Sometimes with rich folks, once that source of riches die down, so do their riches; due to ignorance or poor management skills, but the wealthy man make plans to retain such flow through money management, assets investments and multiple streams of income.
Being Wealthy is defined as that status of an individual’s existing financial resources that supports his or her way of living for a longer duration, even if he or she does not physically work to generate a recurring income.
For example, if a person’s monthly expenses amount to #20,000 and he only has #120,000 in his savings, his wealth is approximately six months or 180 days. Wealth, therefore, is measured in time, and not in amount of money that you have. It is then okay to say that wealth is dependent not only to the amount of income but also to amount of expenses one makes.
Understanding how to invest, distinguish asset from a liability will enable one reach for the wealthy mark. Focus on creating and buying income-producing assets to generate a passive or a portfolio income.

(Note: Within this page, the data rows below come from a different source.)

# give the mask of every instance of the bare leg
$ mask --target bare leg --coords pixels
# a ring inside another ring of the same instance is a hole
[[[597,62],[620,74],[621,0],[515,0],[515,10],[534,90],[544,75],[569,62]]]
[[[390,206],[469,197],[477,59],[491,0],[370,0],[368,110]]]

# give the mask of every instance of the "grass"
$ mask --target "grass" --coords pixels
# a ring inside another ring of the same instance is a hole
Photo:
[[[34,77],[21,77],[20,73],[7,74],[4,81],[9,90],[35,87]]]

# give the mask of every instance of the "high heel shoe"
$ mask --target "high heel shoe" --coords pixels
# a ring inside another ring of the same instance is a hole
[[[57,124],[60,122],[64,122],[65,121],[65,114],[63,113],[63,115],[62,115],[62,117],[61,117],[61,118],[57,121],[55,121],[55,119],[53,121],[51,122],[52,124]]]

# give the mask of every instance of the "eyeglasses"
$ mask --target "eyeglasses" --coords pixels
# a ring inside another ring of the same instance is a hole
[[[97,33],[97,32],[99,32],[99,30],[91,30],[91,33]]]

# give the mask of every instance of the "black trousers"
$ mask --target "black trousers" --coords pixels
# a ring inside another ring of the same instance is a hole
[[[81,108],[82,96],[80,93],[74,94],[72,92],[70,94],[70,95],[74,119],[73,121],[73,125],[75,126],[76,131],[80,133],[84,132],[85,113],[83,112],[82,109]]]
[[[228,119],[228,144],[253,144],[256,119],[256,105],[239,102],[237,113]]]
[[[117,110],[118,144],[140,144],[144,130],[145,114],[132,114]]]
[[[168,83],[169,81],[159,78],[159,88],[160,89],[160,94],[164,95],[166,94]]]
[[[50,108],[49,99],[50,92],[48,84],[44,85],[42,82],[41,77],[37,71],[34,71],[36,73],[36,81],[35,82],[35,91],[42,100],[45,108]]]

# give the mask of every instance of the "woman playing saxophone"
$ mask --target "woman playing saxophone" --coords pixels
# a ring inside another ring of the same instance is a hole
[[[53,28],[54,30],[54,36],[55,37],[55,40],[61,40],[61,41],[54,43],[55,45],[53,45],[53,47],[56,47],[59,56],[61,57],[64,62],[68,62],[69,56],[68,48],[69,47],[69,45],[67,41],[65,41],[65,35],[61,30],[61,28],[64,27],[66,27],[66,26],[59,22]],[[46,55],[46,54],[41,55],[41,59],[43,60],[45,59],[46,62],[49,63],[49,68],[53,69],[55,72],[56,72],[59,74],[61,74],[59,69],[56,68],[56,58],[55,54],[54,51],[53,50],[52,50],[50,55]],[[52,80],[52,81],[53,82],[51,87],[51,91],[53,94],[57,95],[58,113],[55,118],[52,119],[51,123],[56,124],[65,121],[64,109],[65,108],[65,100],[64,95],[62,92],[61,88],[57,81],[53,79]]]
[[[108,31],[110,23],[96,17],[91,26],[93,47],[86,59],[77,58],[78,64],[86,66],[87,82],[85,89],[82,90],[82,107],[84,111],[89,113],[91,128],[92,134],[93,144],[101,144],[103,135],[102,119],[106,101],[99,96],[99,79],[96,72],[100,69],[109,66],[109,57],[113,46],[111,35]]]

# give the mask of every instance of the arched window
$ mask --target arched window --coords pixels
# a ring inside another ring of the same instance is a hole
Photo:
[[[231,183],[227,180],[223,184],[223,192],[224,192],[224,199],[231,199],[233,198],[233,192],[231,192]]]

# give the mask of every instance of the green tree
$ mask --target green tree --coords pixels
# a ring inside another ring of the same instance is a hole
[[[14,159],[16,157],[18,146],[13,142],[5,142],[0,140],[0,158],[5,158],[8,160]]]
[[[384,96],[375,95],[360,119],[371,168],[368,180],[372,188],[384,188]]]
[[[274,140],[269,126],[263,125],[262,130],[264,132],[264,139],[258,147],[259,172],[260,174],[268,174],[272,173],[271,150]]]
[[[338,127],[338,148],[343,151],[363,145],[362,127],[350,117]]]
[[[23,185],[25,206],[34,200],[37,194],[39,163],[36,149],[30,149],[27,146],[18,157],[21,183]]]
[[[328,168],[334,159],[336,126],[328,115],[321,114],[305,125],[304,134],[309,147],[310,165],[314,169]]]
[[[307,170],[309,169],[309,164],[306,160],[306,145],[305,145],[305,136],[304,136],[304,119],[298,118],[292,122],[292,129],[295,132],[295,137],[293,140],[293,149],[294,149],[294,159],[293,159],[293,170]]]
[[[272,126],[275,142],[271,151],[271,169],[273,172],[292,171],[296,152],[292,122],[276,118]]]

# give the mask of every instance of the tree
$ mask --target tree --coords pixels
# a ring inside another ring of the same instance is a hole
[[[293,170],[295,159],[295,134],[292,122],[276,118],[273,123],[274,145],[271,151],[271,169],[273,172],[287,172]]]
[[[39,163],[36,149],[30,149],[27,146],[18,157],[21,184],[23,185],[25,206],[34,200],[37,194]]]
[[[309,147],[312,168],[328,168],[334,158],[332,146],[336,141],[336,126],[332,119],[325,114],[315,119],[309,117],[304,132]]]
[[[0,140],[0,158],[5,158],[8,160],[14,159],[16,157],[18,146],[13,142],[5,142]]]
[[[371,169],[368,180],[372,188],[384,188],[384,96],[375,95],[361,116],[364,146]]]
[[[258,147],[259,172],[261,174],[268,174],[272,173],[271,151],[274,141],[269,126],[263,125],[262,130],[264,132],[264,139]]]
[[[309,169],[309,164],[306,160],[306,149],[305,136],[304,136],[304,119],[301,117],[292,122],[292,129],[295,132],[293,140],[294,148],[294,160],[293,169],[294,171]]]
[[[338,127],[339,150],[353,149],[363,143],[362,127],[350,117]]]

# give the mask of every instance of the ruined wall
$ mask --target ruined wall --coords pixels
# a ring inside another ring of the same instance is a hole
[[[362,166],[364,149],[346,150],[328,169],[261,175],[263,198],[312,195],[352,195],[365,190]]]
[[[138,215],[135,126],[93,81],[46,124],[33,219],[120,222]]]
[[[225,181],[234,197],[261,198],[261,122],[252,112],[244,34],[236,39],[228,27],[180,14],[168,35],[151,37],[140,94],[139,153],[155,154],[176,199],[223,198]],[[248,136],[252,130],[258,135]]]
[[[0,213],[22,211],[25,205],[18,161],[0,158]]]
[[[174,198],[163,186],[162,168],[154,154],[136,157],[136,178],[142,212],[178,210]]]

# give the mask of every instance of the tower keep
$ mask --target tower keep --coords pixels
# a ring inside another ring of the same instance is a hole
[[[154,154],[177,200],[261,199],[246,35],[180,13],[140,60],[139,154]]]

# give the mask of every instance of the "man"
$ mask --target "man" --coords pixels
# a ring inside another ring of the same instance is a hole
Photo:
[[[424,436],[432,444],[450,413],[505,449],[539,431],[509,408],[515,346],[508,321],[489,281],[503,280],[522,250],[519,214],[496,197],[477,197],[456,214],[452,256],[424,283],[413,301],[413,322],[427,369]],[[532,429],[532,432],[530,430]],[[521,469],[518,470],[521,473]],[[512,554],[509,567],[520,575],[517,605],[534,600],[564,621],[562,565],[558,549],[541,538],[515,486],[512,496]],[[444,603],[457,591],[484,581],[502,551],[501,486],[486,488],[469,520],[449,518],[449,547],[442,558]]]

WHAT’S YOUR WEALTH STRENGTH
According to Tyrone “The objective of calculating your wealth is to have your passive and portfolio income equal or greater than your monthly expenses. The moment you have a ratio of one is to one or more at any given month, then it indicates that you have increased your financial capacity to live a better life. On the other hand, if your wealth ratio is less than 1, it implies that you are still in a financial dilemma and your cash-flow does not meet your basic life standard.
Passive income is the residual income that you get from compound interest or compound growth. They come in the form of rental income from real estate properties, residual income from network marketing or franchises, interest from savings and time deposits, income from a virtual assets, etc. Meanwhile, portfolio income comes mainly from paper investments such as stocks, bonds, trust funds, and other marketable securities.
The key in improving your wealth is to regularly monitor and increase your passive and portfolio income by increasing your means to earn more instead of acquiring more expenses. The moment you decide to make the passive and portfolio income a part of your financial habit and discipline yourself in building it, your are on your way to financial freedom. This is the path in maintaining a strong wealth foundation.
GUIDE TO WEALTH.
Wealth is Health, welfare, prosperity, well-being, happiness, joy, riches, valuable material possessions.
ASSETS – According to Investopedia, an asset is a resource with economic value that an individual, corporation or country owns or controls with the expectation that it will provide future benefit. Assets are made to increase the value of a firm or benefit the firm’s operations.
LIABILITY – A liability is a company’s financial obligations that arise during the course of its business operations. Liabilities are a vital aspect of a company because they are used to finance operations and pay for large expansions.
FACTS OF MONEY
- Poor people spend money (this class has only job and salary at the end of the month and before the month ends they have spent all the money on food, cloth, jewels.
SOLUTION – Make a budget for every month to avoid unnecessary spending.
- Middle people (class) bury the money (this class of people spent their money on buying expensive cars and also buying (luxurious living).
SOLUTION – Instead of buying private house and cars invest in estate and money management.
- Rich people invest the money.
This is the real boss because they understand the flow of money and they flowed it on. Most if not all the time they do not have the money at hand but they have millions of investment. That will bring to them lots of billions of Naira.
Note: It is not how much money you have but how much money you invest that makes the different.
FOUR STEPS SEQUENCE OF WEALTH CREATION.
- Desire: This is the first step toward riches. The starting points of all achievements.
- Planning definite ways.
- Persistence refusing to give up.
- Faith: The second step to riches is in visualizing (picturing, visualized, and act-ionized.) and balance in the attainment of desire.
The mixing or blending of faith with other powerful emotions, has the effect of opening a direct line of communication between the finite(with limit or end) thinking mind and the infinite(without limit or end) intelligence.
- Auto Suggestion: The medium for influencing the sub conscious mind.
Agency of Communication : The mind and Sub conscious mind. No thought, whether it is negative or positive, can enter the sub conscious mind without the aid of the communication.
- Specialized Knowledge: Personal experience or observations.
Knowledge is not power but it become power only when it is organized into definite plan of action and directed to a finite end.
THE BIG QUESTION FOR ALL
In the next fifty years, what did you think will be the future of money?